They are intended to give a rough overview

The formulas presented are just for reference

Ordinary Least Squares (OLS)

  • Mechanism: Fundamental linear method that finds parameters ($\hat\beta$) minimizing the Residual Sum of Squares (RSS), also known as the L2 loss :
    $$\min_{\beta} ||Y - X\beta||^2_2$$
  • Statistical Property: When Classical Linear Regression Model (CLRM) assumptions are met, OLS produces the Best Linear Unbiased Estimator (BLUE).
  • Limitations: Highly sensitive to outliers and prone to high variance in noisy or multicollinear data environments.
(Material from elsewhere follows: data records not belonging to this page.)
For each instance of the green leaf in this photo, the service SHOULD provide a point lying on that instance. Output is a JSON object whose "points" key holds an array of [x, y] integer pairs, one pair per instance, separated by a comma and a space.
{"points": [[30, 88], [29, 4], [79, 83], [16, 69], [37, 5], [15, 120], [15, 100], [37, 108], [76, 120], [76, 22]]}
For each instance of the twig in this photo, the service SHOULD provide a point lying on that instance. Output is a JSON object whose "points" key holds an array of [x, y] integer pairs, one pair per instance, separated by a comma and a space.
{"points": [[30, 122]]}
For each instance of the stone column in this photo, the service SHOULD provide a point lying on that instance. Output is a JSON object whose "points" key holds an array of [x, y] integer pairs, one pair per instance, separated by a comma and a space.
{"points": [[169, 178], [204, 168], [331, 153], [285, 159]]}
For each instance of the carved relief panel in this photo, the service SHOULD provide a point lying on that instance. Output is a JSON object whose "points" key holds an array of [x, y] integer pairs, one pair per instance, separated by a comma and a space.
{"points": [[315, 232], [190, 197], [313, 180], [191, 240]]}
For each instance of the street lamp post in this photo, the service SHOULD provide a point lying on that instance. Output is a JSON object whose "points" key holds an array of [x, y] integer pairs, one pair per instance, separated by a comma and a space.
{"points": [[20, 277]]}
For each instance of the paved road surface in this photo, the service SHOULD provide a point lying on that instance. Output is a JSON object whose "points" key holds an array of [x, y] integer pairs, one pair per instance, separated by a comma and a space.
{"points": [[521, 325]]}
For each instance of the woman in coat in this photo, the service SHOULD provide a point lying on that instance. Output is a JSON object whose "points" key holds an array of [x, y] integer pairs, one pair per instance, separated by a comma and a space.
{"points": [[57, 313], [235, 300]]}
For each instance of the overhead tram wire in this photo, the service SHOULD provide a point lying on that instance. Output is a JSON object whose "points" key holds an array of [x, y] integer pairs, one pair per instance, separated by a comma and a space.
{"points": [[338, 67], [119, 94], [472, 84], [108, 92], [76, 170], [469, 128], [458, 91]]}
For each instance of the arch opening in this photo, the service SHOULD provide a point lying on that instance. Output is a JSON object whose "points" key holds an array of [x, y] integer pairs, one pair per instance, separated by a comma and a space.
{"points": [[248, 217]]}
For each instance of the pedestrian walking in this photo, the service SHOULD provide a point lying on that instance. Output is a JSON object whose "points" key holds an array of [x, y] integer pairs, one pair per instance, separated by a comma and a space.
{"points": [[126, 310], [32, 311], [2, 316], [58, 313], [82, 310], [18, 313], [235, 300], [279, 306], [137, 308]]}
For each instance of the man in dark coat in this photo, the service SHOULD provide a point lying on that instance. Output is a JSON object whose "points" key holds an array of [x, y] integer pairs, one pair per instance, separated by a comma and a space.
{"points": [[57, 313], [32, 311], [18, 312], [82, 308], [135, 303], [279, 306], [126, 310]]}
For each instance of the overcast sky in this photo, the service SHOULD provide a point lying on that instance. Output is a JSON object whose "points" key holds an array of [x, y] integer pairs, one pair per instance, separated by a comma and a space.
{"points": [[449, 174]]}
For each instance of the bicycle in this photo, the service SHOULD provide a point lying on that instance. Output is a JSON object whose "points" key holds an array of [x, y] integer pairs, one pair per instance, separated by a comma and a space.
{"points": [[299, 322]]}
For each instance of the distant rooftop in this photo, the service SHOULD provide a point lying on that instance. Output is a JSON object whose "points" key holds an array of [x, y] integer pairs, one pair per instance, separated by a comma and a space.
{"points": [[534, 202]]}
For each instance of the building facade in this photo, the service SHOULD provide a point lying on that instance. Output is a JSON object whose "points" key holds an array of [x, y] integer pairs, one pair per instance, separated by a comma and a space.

Fails when the number of features ($p$) exceeds the number of samples ($n$).

When to Use OLS:

  • When the data relationship is believed to be truly linear.
  • When the primary goal is statistical inference (clear coefficient interpretability and hypothesis testing).

Regularized Linear Models: Lasso (L1)

  • Mechanism: Modifies OLS by adding an L1 penalty (sum of absolute coefficients) :
    $$\min_{\beta} ||Y - X\beta||^2_2 + \lambda \sum_{i=1}^p |\beta_i|$$
  • Key Feature: Feature Selection (Sparsity): The L1 penalty forces the coefficients of irrelevant or redundant features to become exactly zero.
  • Multicollinearity Issue: Lasso tends to arbitrarily select only one feature from a group of highly correlated predictors and zero out the rest.

When to Use Lasso:

  • For high-dimensional datasets where many features are expected to be irrelevant.
  • When model simplicity and interpretability through automatic feature selection are paramount.

Regularized Linear Models: Elastic Net

  • Mechanism: Combines the penalties of both L1 (Lasso) and L2 (Ridge) regularization, balancing feature selection with coefficient stability.
  • Dual Hyperparameters: Controls overall penalty strength ($\lambda$) and the mix between L1/L2 ($\alpha$).
  • Advantage: Grouping Effect: By incorporating the L2 penalty, Elastic Net addresses Lasso's instability with correlated features. It tends to include (or exclude) all highly correlated features together with similar weights.

When to Use Elastic Net:

  • As the robust, general-purpose default regularization technique for linear models.
  • When the dataset is both high-dimensional and known (or suspected) to contain significant multicollinearity.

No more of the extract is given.